NAME

ALPM::Conf - pacman.conf config file parser and ALPM loader

SYNOPSIS

use ALPM::Conf;	
my $conf = ALPM::Conf->new('/etc/pacman.conf');
my $alpm = $conf->parse;

# Try again with custom fields:
my $value;
my %fields = ('CustomField' => sub { $value = shift });
$conf->custom_fields(%fields);
$alpm = $conf->parse();
print "$value\n";

# When imported with an argument, a conf file is loaded and
# an alpm instance (named $alpm) is imported into the caller's
# namespace.
use ALPM::Conf '/etc/pacman.conf';
print $alpm->get_arch, "\n";

# This is handy for the command line or shell scripts.
% perl -MALPM::Conf=/etc/pacman.conf -e '
for $p ($alpm->localdb->pkgs){
	print $p->name, " ", $p->version, "\n";
}
'

DESCRIPTION

This class is used to parse the pacman.conf files which are used by ArchLinux's pacman for config files. The configuration fields are used to set ALPM options. A new ALPM object instance is created with corresponding options set.

CONSTRUCTOR

new

$OBJ = ALPM::Conf->new($CONF_PATH);
$CONF_PATH

The path to the configuration file that should be parsed.

$OBJ

A new ALPM::Conf object.

METHODS

parse

$ALPM_OBJ = $OBJ->parse()

Parses the configuration file that is located at the path provided by the constructor argument.

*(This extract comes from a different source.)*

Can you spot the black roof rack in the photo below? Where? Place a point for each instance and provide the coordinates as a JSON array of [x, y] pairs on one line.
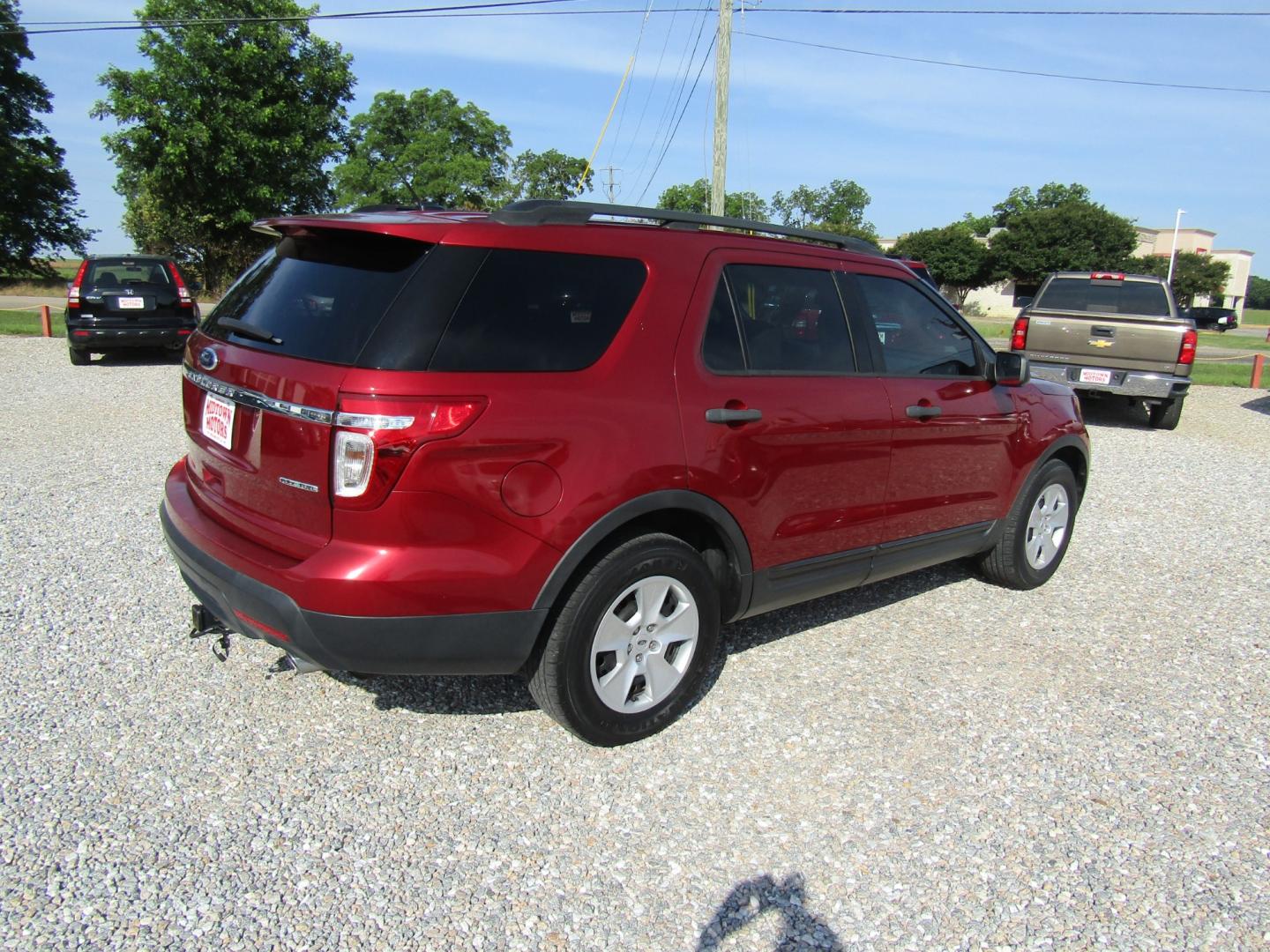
[[542, 211]]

Options and servers are applied to a newly created ALPM object.

$ALPM_OBJ

A new instance of an ALPM object.

custom_fields

undef = $OBJ->custom_fields(%CFIELDS);
%CFIELDS

A hash that describes custom fields and the actions that should be performed when a matching field is scanned. The keys of the hash are the field names (case sensitive) and the values are code references. When a field is scanned the code reference is called with the entire line of the field's value as the only argument.

IMPORT MAGIC

When an import argument is given then special magic is performed. The argument should be the path to a pacman configuration file to load. This .conf file is parsed by a newly created ALPM::Conf instance. The result of the parsing is stored in the importing package's namespace under the name of the $alpm scalar. See the synopsis for an example. If you are not familiar, you can give import arguments the following ways:

# Using use:
use ALPM::Conf '/etc/pacman.conf';

# Require is more transparent:
require ALPM::Conf;
ALPM::Conf->import('/etc/pacman.conf');

# On the command-line (see perlrun(1) manpage):
perl -MALPM::Conf=/etc/pacman.conf -e '...'

SEE ALSO

ALPM

AUTHOR

Justin Davis, <juster at cpan dot org>

COPYRIGHT AND LICENSE

Copyright (C) 2015 by Justin Davis

This library is free software; you can redistribute it and/or modify it under the same terms as Perl itself, either Perl version 5.10.0 or, at your option, any later version of Perl 5 you may have available.